The Coronavirus recession has lessened for families with children, the NY Fed finds


TOPLINE

The coronavirus pandemic has put millions of Americans in financial distress, but new research from the Federal Reserve Bank of New York shows that the economic impact is particularly pronounced for households with children.

KEY FACTS

Households with children under 18 living at home are more likely to lose jobs and income: Households have lost their jobs in 12.9% of households with children compared to 9.2% of households without them, the study found.

They were also more likely to pay rent than debt: 19.5% of households with children said they paid a rent, mortgage, car loan, credit card, or student loan, compared to 12.5% ​​of households without.

Families with children are also more likely to rely on external support such as unemployment benefits, food stamps and food banks, and financial support from family and friends.

This relapse is even higher among single, non-white households and low-income neighborhoods, the researchers found.

All of this, of course, is only offset by the added burdens of virtual schooling and closed childcare facilities where working parents and caregivers are forced to do so.

Large number

39%. That is the proportion of households with children that reported income loss, compared to 30.8% of households without.

Crucial quote

“It simply came to our notice then [households with children], and especially those led by a single parent, about food and financial support from social networks, such as government assistance in the form of SNAP and unemployment benefits since the beginning of the COVID-19 pandemic, ‘the researchers wrote. “While a greater reliance on assistance undoubtedly foresees the pandemic, the high rates of loss of employment and income by households with children has clearly increased the importance of such support.”

Key background

Several key benefits of the CARES Act have expired – particularly additional unemployment benefits and eviction protection for certain tenants – but the Trump administration and top Democratic lawmakers are unable to agree on what the next round of federal incentive legislation should look like.
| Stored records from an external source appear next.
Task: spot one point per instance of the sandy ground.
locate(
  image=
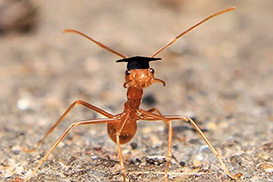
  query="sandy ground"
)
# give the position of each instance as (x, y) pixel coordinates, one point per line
(221, 74)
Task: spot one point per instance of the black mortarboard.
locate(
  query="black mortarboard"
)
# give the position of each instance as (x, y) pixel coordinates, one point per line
(138, 62)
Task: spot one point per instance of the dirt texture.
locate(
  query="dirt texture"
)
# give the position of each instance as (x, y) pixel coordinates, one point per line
(221, 75)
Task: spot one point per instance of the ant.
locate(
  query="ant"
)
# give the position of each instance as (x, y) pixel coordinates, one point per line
(122, 127)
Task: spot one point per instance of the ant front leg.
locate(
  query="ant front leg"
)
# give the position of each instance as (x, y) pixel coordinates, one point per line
(83, 122)
(152, 117)
(68, 110)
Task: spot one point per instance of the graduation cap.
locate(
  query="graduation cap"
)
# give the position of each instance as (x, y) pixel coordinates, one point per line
(138, 62)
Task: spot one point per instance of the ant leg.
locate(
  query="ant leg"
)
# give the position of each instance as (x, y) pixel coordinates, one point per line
(68, 110)
(155, 110)
(187, 119)
(83, 122)
(122, 167)
(169, 152)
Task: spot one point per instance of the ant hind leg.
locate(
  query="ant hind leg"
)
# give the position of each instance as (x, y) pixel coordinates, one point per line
(83, 122)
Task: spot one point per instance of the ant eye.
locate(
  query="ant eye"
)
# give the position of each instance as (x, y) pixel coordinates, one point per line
(127, 72)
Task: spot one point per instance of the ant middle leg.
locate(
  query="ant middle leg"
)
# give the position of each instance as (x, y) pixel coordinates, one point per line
(153, 117)
(82, 122)
(68, 110)
(155, 110)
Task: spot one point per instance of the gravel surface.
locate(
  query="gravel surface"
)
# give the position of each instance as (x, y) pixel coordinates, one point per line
(221, 74)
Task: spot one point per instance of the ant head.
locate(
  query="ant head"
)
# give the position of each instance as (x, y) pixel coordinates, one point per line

The $ 3 trillion Heroes Act, passed by the Democratic-led House in May, included additional support for federal unemployment and food assistance, along with another round of direct incentive payments and emergency pay for essential workers. The Republican-led Senate never passed the bill, although last month it released its own plan – the Heals Act. When Democratic lawmakers and White House policymakers failed to reach a compromise last week, President Trump took executive action over the weekend with respect to improved unemployment benefits, student loans, protection from eviction and a delay in tax service. However, these actions alone are unlikely to be as effective in supporting the economy as congressional legislation.